The free plan comes with 5GB of monthly bandwidth.
Strikingly includes an ad that appears on free websites once a visitor starts scrolling. It’s a bit intrusive but if you can live with it, Strikingly’s free plan is solid:
WooCommerce is free but it does not include hosting— which you’ll have to pay for. The thing to know about WooCommerce is that it isn’t a standalone website builder. Instead, it’s a plugin that can be added to an existing WordPress website to turn it into an ecommerce store.
WordPress needs to be installed on a web host. So you’ll need to pay for a web host— which is why I haven’t included WooCommerce in this list.
Jimdo lets you build an online store on free plans but it doesn’t allow you to make any sales. For example, you can create inventory but can’t set it as “in stock” and you can’t add a payment method unless you upgrade to the Unlimited or Ecommerce plans.

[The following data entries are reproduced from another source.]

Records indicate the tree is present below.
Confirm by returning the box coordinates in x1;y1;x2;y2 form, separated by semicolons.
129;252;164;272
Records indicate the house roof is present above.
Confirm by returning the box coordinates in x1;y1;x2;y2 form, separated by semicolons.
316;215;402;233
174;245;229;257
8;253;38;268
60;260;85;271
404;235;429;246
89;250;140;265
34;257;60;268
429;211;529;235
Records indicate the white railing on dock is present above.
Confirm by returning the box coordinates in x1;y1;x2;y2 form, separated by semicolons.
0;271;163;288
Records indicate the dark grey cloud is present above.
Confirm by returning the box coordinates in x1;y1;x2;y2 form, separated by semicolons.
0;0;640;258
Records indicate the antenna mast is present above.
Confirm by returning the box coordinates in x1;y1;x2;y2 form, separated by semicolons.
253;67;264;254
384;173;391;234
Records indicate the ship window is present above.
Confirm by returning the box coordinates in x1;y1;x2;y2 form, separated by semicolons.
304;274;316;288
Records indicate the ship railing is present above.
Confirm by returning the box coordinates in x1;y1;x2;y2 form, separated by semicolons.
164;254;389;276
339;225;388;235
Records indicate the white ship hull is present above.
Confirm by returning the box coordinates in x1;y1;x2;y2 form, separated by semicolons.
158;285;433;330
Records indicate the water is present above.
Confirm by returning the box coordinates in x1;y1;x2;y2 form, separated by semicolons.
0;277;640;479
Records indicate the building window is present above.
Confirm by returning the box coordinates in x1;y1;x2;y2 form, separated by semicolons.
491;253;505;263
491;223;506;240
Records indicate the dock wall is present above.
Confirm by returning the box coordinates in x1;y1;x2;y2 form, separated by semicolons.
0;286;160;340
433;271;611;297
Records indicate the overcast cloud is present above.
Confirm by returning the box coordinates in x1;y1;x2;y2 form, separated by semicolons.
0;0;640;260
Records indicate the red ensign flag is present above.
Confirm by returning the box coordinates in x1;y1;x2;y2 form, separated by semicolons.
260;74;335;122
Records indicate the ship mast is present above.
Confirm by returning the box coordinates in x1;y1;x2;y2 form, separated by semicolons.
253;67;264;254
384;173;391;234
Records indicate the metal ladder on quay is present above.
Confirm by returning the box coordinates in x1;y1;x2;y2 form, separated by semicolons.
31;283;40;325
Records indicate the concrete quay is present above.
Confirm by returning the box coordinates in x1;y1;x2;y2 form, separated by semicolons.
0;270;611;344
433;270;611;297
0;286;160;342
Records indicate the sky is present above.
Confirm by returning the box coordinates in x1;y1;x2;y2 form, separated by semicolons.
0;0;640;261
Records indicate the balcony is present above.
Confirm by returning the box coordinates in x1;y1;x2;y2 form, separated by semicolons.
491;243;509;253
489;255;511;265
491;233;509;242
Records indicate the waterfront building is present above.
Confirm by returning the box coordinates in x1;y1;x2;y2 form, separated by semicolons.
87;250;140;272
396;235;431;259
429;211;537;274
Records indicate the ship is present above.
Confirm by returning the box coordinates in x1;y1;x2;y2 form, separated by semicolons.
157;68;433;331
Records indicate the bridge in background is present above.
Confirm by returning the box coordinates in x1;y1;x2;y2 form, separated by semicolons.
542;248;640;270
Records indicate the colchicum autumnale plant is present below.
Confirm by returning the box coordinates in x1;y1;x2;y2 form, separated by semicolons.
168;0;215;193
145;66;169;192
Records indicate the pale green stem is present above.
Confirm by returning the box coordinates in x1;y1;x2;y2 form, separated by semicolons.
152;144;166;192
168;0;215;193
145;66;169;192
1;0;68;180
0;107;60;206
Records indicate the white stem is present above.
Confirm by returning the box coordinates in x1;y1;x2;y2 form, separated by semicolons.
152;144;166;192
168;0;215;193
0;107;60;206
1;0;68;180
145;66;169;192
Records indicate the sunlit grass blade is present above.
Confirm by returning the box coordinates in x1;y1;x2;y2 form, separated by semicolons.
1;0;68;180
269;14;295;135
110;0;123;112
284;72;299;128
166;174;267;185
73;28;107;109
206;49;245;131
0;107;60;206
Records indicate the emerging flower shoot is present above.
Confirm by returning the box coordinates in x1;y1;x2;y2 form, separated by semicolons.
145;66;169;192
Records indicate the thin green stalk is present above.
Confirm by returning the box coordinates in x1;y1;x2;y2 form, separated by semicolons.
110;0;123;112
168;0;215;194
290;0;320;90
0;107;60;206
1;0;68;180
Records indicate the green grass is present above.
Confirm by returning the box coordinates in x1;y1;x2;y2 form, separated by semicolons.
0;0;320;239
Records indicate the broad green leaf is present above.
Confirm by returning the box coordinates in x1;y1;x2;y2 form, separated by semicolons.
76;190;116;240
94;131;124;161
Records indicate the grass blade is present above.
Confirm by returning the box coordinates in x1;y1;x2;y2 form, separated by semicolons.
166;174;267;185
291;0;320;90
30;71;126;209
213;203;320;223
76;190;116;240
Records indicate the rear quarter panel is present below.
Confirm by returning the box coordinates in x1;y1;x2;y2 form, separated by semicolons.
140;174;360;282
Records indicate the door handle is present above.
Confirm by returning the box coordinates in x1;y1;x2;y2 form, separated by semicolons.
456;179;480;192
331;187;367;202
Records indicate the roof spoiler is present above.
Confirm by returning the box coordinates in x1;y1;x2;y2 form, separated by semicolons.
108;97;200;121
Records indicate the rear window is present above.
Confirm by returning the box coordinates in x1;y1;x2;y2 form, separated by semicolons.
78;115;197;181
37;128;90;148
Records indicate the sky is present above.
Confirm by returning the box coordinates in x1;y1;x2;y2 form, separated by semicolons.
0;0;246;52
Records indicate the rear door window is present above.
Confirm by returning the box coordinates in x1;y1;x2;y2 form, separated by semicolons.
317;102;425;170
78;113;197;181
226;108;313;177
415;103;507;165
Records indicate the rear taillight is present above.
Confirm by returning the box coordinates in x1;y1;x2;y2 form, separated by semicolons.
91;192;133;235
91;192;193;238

Like Jimdo, Wix lets you add an online store to your free website but you need a paid plan in order to accept payments. So you really can’t do ecommerce on it.
MyOnlineStore’s free plan is called MyOnlineStore GO. It supports up to 25 products and includes limited free customer support— which no other free ecommerce builder providers (they require you to upgrade to a paid plan for support).
Here’s the thing though: you must log in to your MyOnlineStore account once every two weeks or your free store will go offline. What a bizarre and frustrating limitation. For this reason, I wouldn’t recommend MyOnlineStore.
I have not had a chance to give Mozello a try yet— but their free plan lets you add up to 10 products and includes a solid free subdomain (yoursite.mozello.com
). It doesn’t include an ad on free websites, but it’s quite small.
This is a hack to add a custom domain name to your free website builder— even if it doesn’t allow them. It doesn’t work perfectly but it gets you some of the way there.
Let’s say you built a free website on Weebly at yourgiftologist.weebly.com
.
You can actually register yourgiftologist.com
with a domain name provider such as Namecheap and set it to redirect to yourgiftologist.weebly.com
:
Now when visitors type in yourgiftologist.com
they are automatically forwarded to yourgiftologist.weebly.com
.
This isn’t a perfect solution— observant visitors will definitely notice the URL change in their browser— but it would let you put a domain name on your business card.